KISSIMMEE is one city that was hit the hardest by foreclosures after Davenport because its proximity to Disney World, attractions and its great location was a big factor in home purchases. Most of the properties in this area are considered short term rental properties and tenant rate was high. When prices hit a high note in 2005 a lot of homeowners took out home equity lines and improved their properties. Also, Kissimmee incorporates part of the Poinciana area where new homes construction was booming between 2004-2009. A lot of high end communities were built and a lot of investors and snow birds purchased homes in Kissimmee. As we all know, Florida is considered the ultimate stop for retirees and vacation homes.
In the last year 4843 homes sold in the Kissimmee area and a whopping 57 percent of the distress sales there went in foreclosure.

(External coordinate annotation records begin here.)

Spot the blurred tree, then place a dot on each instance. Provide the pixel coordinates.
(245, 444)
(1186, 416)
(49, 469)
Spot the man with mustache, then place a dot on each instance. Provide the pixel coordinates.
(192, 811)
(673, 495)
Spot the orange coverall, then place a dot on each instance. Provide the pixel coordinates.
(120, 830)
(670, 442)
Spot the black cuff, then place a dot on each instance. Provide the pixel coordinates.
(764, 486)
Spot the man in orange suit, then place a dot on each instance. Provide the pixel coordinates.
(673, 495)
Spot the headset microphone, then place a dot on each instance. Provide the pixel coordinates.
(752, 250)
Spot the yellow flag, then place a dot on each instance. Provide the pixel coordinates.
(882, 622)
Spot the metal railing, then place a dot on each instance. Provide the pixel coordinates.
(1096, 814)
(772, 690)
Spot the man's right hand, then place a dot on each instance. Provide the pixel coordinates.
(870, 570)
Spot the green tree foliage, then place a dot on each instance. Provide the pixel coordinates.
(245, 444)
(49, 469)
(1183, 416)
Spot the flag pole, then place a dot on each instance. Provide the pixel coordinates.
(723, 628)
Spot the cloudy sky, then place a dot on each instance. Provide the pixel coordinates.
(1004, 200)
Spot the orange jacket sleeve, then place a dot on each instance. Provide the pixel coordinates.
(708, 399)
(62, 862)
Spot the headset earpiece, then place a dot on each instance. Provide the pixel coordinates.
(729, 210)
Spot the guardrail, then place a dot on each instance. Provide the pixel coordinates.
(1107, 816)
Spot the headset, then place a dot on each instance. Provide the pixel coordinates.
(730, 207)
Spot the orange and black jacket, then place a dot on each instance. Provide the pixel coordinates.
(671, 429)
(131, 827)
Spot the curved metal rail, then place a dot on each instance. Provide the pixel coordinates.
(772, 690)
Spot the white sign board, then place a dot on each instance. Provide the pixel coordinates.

Only 18 percent qualified for short sales by showing evidence of hardship, such as a job loss, illness or death in the family. A meager 25 percent of the sales were regular sales but 75 percent were short sales and foreclosures.
From March of 2009 until March of 2010 there were 4843 sold properties out of which 75% were either short sales or bank owned. From September 2009 to March 2010 there were 2321 sold properties out of which 78% were either short sales or bank owned. From December 2009 to March 2010 there were 1038 sold properties out of which 79% were either shorts sales or bank owned.
In this area the rate of foreclosure stayed much higher than the rate of the short sales. A year ago there were 2754 foreclosures versus 905 short sales, 6 months ago 1246 foreclosure versus 580 short sales and 3 months 518 foreclosures versus 302 short sales. Also prices went down about 10% from a year ago.
This area had a great sale record but unfortunately a lot of them were foreclosure properties. By the numbers of foreclosure it looks like a lot of homeowners are still not aware that foreclosure is not their only option and that short sale is great option to be pursued before foreclosure. Also, a lot of investors took a big hit and lost homes to foreclosure due to the inability of keeping up with payments when values started to plunge and due to high unemployment rate it has affected people who rent their to be able to make their rent payments.
The employment market has still not seen the improvement that we all hoped for but buyers are taking advantage of the tax credits, low interest rate and low prices. Also, investors who were able to see the downturn of the real estate market and waited for better deals now are coming out and buying real bargains.